New York on Tuesday became the first US city to adopt salt warnings on restaurant menus for food containing more than the daily recommended limit, in a bid to fight heart disease.
The law applies to chains with more than 15 restaurants across the country, and requires a salt shaker icon next to items that contain 2.3 grams or more of sodium — about a teaspoon’s worth.
It also requires chains to post a warning statement advising that high sodium intake can increase the risk of heart disease and stroke — the two biggest killers in America.
Chains have 90 days to comply with the new rule, which was passed unanimously by the city health board in September, before $200 fines are imposed from March 1.
The sodium law is the latest in a long line of public health measures designed to foster healthier behavior, including a pioneering ban on smoking that has since been adopted across the world.

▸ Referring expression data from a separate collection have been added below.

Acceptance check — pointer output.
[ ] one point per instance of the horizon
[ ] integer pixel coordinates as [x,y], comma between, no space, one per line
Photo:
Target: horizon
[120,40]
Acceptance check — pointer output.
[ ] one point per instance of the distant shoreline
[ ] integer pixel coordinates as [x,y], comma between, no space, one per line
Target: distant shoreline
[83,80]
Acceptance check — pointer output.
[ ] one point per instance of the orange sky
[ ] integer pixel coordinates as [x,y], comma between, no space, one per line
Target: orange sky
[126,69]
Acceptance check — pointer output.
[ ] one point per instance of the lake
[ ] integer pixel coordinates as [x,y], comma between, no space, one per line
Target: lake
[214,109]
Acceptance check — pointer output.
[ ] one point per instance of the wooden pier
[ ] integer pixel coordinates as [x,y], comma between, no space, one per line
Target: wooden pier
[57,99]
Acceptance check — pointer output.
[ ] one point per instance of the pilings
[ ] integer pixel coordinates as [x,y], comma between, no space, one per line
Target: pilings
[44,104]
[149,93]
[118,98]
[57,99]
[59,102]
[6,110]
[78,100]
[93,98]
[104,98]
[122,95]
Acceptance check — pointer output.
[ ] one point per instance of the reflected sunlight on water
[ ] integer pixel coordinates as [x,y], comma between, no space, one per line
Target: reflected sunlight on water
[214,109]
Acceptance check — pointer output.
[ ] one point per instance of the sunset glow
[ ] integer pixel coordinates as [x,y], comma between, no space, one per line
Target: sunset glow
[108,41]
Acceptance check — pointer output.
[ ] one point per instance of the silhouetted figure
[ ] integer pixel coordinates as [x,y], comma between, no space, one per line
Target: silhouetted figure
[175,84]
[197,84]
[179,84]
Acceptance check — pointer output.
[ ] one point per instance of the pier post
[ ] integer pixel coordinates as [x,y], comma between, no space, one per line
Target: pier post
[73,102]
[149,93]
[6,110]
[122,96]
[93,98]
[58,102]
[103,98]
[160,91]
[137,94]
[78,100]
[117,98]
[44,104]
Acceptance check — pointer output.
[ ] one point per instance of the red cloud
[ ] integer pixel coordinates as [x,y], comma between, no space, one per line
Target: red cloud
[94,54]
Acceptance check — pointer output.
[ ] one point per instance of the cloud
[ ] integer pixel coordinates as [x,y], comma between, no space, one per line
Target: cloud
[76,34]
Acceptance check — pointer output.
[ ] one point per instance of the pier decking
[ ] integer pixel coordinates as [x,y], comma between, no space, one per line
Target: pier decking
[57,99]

It comes as the US departments of agriculture and health and human service recommend that Americans reduce their daily sodium intake to less than 2.3 grams of sodium a day.
New York authorities say the average adult in the city consumes almost 40 percent more sodium than the recommended limit per day, with black and Hispanic New Yorkers most affected.
“Too few understand the link between high sodium intake and hypertension, heart disease, and stroke,” said Mary Bassett, city health commissioner.
“These icons will help New Yorkers make more informed choices when dining out,” she added.
Chains account for one-third of the restaurant clientele in New York, city authorities say.
Applebee’s is among those restaurants who have willingly adopted sodium warnings on menus in the city.